EU/3/10/777: Orphan designation for the treatment of molybdenum-cofactor deficiency type A

Molybdenum cofactor deficiency is a genetic disease caused by the lack of a substance called 'molybdenum cofactor'. This is a molecule that is needed for the production of the enzymes sulfite oxidase, xanthine dehydrogenase and aldehyde oxidase. Without these enzymes, the toxic chemical sulfite builds up in the brain

In the 'type A' form of the disease, the absence of molybdenum cofactor is due to patients lacking a substance called 'cyclic pyranopterin monophosphate'. The body needs this substance to make molybdenum cofactor.

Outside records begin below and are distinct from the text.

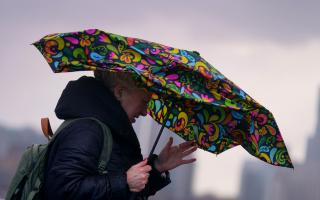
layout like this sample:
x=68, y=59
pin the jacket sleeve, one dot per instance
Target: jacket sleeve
x=72, y=167
x=157, y=180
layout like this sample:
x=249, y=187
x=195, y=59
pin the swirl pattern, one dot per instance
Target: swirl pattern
x=207, y=107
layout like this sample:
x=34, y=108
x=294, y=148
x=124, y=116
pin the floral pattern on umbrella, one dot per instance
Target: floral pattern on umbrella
x=208, y=107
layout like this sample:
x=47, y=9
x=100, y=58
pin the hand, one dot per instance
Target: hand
x=172, y=156
x=137, y=176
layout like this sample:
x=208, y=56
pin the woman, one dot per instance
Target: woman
x=114, y=99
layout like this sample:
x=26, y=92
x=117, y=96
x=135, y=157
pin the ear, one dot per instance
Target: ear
x=117, y=91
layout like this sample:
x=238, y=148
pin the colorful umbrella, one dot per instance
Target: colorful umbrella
x=206, y=106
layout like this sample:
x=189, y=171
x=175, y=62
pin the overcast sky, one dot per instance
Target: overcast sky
x=268, y=48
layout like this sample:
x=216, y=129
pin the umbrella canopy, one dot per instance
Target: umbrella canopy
x=206, y=106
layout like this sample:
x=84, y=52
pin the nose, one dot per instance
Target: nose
x=145, y=112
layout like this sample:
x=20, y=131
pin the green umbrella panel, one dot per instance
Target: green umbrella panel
x=207, y=107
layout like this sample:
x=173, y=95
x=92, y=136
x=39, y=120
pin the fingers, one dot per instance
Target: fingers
x=169, y=143
x=187, y=161
x=189, y=151
x=186, y=145
x=142, y=163
x=138, y=175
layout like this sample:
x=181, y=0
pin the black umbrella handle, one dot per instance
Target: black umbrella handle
x=170, y=108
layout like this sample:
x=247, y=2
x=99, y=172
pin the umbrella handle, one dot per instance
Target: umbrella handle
x=170, y=108
x=161, y=130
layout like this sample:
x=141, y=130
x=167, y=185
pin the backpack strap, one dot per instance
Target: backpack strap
x=46, y=128
x=107, y=141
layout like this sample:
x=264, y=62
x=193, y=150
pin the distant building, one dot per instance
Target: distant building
x=181, y=187
x=265, y=183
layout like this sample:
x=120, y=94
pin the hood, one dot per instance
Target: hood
x=88, y=97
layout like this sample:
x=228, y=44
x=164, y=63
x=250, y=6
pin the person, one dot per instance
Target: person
x=71, y=168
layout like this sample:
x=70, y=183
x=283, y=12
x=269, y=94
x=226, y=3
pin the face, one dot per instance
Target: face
x=133, y=100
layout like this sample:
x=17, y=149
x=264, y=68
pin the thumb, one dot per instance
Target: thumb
x=142, y=163
x=169, y=143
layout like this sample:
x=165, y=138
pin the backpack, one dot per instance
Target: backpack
x=29, y=177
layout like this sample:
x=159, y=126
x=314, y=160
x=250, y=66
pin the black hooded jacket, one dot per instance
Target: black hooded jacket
x=72, y=166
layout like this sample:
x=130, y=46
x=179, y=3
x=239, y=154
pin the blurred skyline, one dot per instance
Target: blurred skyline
x=268, y=48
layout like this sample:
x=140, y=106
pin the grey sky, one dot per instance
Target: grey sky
x=269, y=48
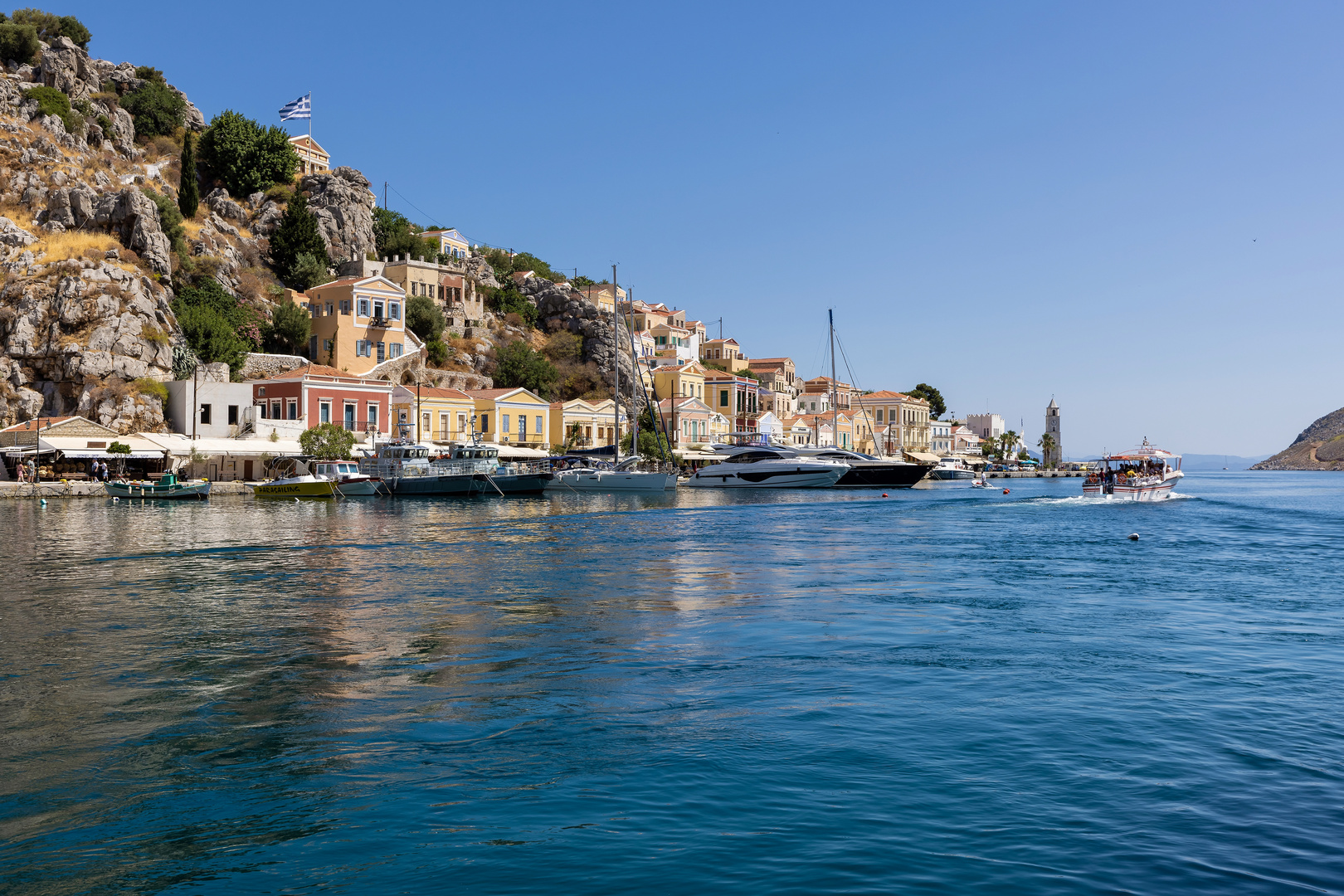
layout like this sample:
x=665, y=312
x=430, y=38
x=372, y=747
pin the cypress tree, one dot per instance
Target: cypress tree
x=296, y=234
x=188, y=193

The symptoms of molybdenum-cofactor deficiency appear from birth and include seizures (fits), intracranial haemorrhage (bleeding in the brain), increased reflex responses and feeding problems.

Molybdenum-cofactor deficiency type A is a very severe and life-threatening condition, which is associated with poor overall survival, with death usually occurring within the first few months of life.

At the time of designation, molybdenum cofactor deficiency type A affected less than 0.01 people in 10,000 per year in the European Union (EU)*. This is equivalent to a total of fewer than 500 people per year, which was considered to be below the threshold for orphan designation. This is based on the information provided by the sponsor and the knowledge of the Committee for Orphan Medicinal Products (COMP).

*Disclaimer: For the purpose of the designation, the number of patients affected by the condition is estimated and assessed on the basis of data from the European Union (EU 27), Norway, Iceland and Liechtenstein. At the time of designation, this represented a population of 506,300,000 (Eurostat 2010).

At the time of designation, no satisfactory methods were authorised in the EU for the treatment of molybdenum-cofactor deficiency type A. Treatments aimed at relieving the symptoms of the disease, such as using medicines to control seizures, and at providing general support to help care for the patients.

To make this medicine, cyclic pyranopterin monophosphate is extracted from bacteria and then purified. It is expected to work by providing molybdenum-cofactor-deficiency-type-A patients with the substance that they are lacking. The body is expected to use this medicine to produce molybdenum cofactor, allowing it to start producing molybdenum-dependent enzymes and reducing the levels of sulfite in the brain.

At the time of submission of the application for orphan designation, the evaluation of the effects of cyclic pyranopterin monophosphate in experimental models was ongoing.

At the time of submission of the application for orphan designation, three patients had been treated with cyclic pyranopterin monophosphate.

At the time of submission, cyclic pyranopterin monophosphate was not authorised anywhere in the EU for the treatment of molybdenum-cofactor deficiency type A. Orphan designation of cyclic pyranopterin monophosphate had been granted in United States for the treatment of this condition.

In accordance with Regulation (EC) No 141/2000 of 16 December 1999, the COMP adopted a positive opinion on 2 June 2010 recommending the granting of this designation.

• the seriousness of the condition;
• the existence of alternative methods of diagnosis, prevention or treatment;
• either the rarity of the condition (affecting not more than 5 in 10,000 people in the EU) or insufficient returns on investment.

Designated orphan medicinal products are products that are still under investigation and are considered for orphan designation on the basis of potential activity. An orphan designation is not a marketing authorisation. As a consequence, demonstration of quality, safety and efficacy is necessary before a product can be granted a marketing authorisation.